Juana Narvaez realized quickly that help wasn’t coming, and she didn’t waste a minute. As soon as Sandy hit, Narvaez—who grew up in Puerto Rico and moved to Red Hook 42 years ago, when she was 23—was on her feet, running up and down the stairs of her six-floor building and door to door, asking people if they needed anything. She took care of an elderly woman in a wheelchair who was stranded in her apartment and gathered food from volunteers at a nearby church to distribute to her neighbors.

It was clear that Narvaez and others like her were not just being good neighbors during Sandy—they were filling essential roles severely neglected by the city. In the absence of clear direction, these volunteers had mostly improvised, responding to whatever crises presented themselves with whatever means were available. “In some ways, I believe we were really fortunate in Red Hook,” said Karen Blondel. “Red Hook is an area cut off from most of Brooklyn, and other people don’t usually come here.… But the fact that we were by ourselves actually put us in a better position: We were already relying on each other, so it wasn’t hard for us to organize in those first 72 hours that the government wasn’t there for us.”
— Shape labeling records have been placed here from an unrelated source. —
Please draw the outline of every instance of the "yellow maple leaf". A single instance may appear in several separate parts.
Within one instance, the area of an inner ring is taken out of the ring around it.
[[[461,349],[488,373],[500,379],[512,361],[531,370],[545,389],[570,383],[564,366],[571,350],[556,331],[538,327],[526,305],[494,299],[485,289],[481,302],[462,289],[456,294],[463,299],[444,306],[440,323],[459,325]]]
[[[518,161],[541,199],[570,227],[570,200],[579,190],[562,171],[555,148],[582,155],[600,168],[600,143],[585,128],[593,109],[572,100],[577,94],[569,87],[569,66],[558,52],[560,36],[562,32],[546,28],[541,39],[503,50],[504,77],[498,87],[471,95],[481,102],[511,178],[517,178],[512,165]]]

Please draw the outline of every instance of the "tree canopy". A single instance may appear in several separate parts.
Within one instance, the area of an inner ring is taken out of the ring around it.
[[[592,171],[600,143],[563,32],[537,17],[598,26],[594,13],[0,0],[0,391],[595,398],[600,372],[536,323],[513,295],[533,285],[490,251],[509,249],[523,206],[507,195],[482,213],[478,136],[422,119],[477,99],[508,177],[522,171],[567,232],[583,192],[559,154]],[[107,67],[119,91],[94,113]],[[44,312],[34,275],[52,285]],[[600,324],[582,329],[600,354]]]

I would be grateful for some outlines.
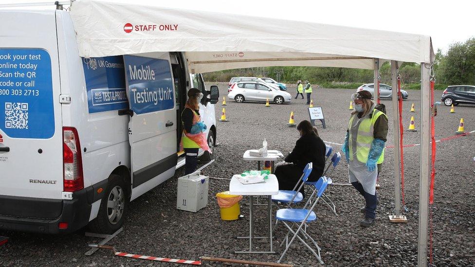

After the chaos settled, though, residents began wondering how they could move beyond improvisation. “After sitting there without heat, hot water, electricity or working elevators for 29 days, I wanted to know what we could do to be prepared,” said Willis. So, in 2014, Red Hook Initiative, which had become a hub for volunteers from all over the city during Sandy, launched a training program for residents to learn emergency-preparedness and community-organizing skills. So far, nearly 250 public-housing residents have gone through the 10-week Local Leaders course, and now graduates of the first class have begun serving as trainers themselves.

The work people like Narvaez did during Sandy has been formalized: As a Local Leader, she is responsible for keeping everyone in her building informed about where to evacuate to before an emergency, and where to get resources and services during and after one. Their knowledge of how to ready themselves for an emergency has been formalized, too. “Whenever I hear the news that another storm is happening in Florida or Puerto Rico, I’m nervous,” Narvaez said. “But now I’m prepared—I have a bag of my IDs, medications, and places I might be able to go to. So, I’m nervous, but not like before, because I know I’m prepared.”

The goal of the program is to build resilience through skills and preparation, but also through building stronger relationships among residents. “People feel like resiliency is lights and walls and flood zones and large equipment,” said Jill Eisenhard, director of Red Hook Initiative. But “if you can’t rely on the larger system, how do we make sure we can respond?”

Graduates of the Local Leaders program are under no illusions that they can take responsibility for all of the necessary fixes: removing mold from crumbling walls, coordinating the evacuation of thousands of residents, keeping track of the medical needs of those who remain in their apartments.

But they do know that they can’t just wait around for NYCHA to make improvements.

“It won’t happen in five years, maybe in 20. Probably I won’t see it, but the next generation will,” says Yolanda Diaz, a resident of Red Hook Houses, who moved to New York from Puerto Rico 41 years ago.

“In the meantime, we’ll prepare ourselves with what we got, and so far, what we got is knowledge.”